Trump pleaded not guilty in April in Manhattan to 34 felony counts of falsifying business records. The charges relate to hush-money payments made during the 2016 campaign to bury allegations that he had extramarital sexual encounters. He has denied wrongdoing.
Separately, Trump is also charged in federal court in Florida with illegally hoarding classified documents at his Mar-a-Lago estate and impeding investigators and in federal court in Washington, D.C., in connection to efforts to overturn the results of his 2020 election loss in the run-up to the violent riot by his supporters at the U.S. Capitol.
Trump’s lawyers wanted Merchan off the case in part because his daughter, Loren, is a political consultant whose firm has worked for some of Trump’s Democratic rivals and because, they contend, he acted inappropriately by involving himself in plea negotiations last year for Trump’s longtime finance chief, Allen Weisselberg. Merchan said he previously rejected that argument when asked to exit the Trump Organization case.
Trump's lawyers also raised concerns about the political donations, asking Merchan to explain three contributions totaling $35 that were made to Democratic causes in his name during the 2020 election cycle. Merchan, in his ruling, said the “donations at issue are self-evident and require no further clarification” and pointed to the ethics panel’s conclusion that such small-dollar contributions wouldn't require recusal.
“These modest political contributions made more than two years ago cannot reasonably create an impression of bias or favoritism in the case before the judge,” the panel wrote.
Merchan, a state court judge in New York, sought input from the Advisory Committee on Judicial Ethics after Trump’s April 4 arraignment, as news outlets started reporting on his political contributions and Trump - pointing to the daughter's work - complained that he’s “a Trump-hating judge” with a family full of “Trump haters.”

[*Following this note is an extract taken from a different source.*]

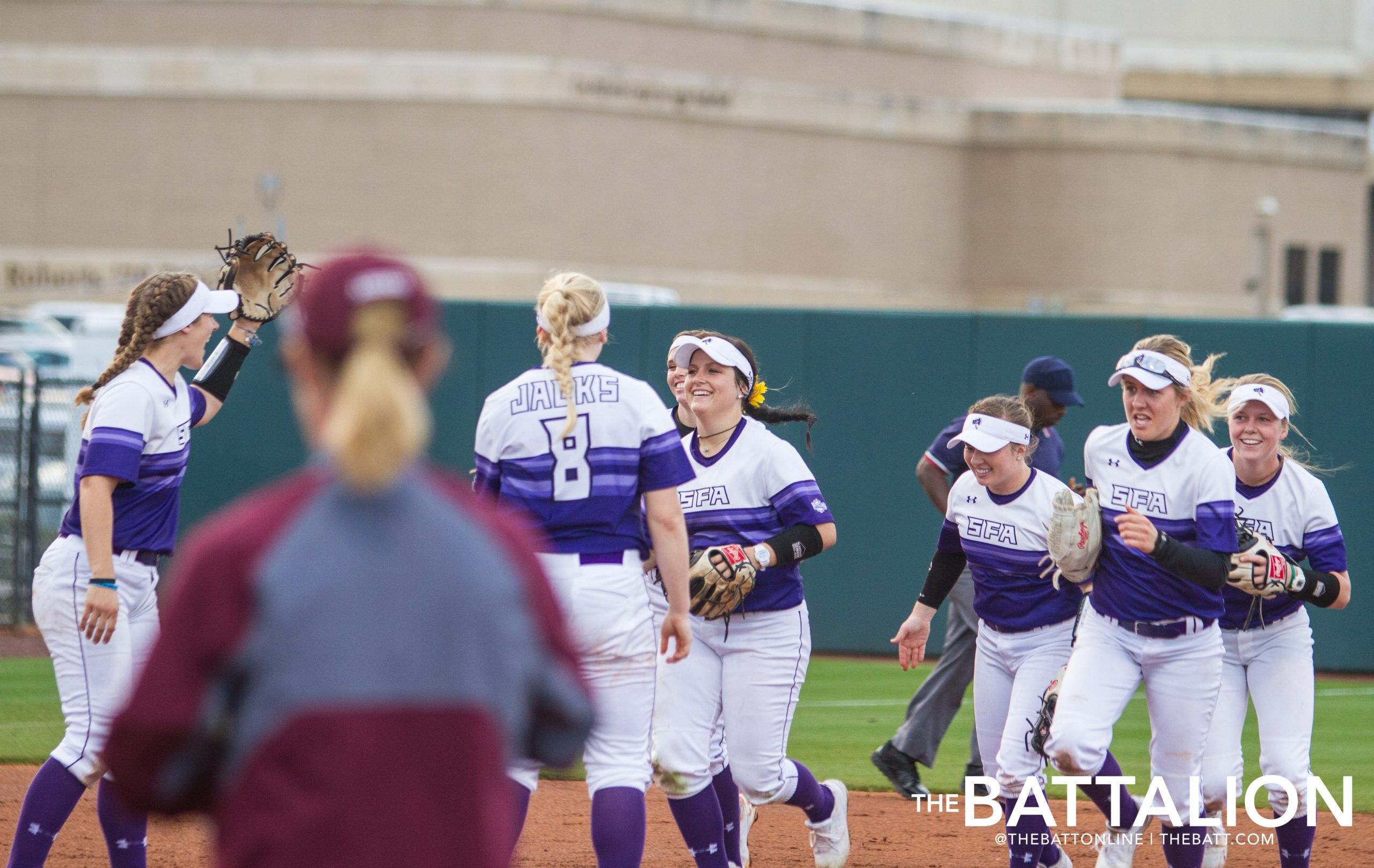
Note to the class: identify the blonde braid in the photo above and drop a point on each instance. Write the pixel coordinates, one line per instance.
(568, 300)
(150, 305)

The ethics panel, in its May 4 opinion, concluded that a judge in Merchan's situation “may continue to preside in the matter provided the judge believes he/she can be fair and impartial.”
Trump's lawyers sought Merchan's recusal on May 31, arguing in court papers that the hush-money case is “historic and it is important that the People of the State of New York and this nation have confidence that the jurist who presides over it is impartial."
Matthew Colangelo, a senior counsel to Manhattan District Attorney Alvin Bragg, countered that Trump’s recusal motion was the latest in a “prolific history of baselessly accusing state and federal judges around the country of bias.”
Loren Merchan is the president and chief operating officer of Authentic Campaigns, a political consulting firm that has worked on campaigns for prominent Democrats including Biden, Vice President Kamala Harris, House Minority Leader Hakeem Jeffries and California Gov. Gavin Newsom.
Judge Merchan, citing the ethics panel's finding that his daughter's work had no bearing on his impartiality, said in his ruling that Trump's lawyers had “failed to demonstrate that there exists concrete, or even realistic reasons for recusal to be appropriate, much less required on these grounds.”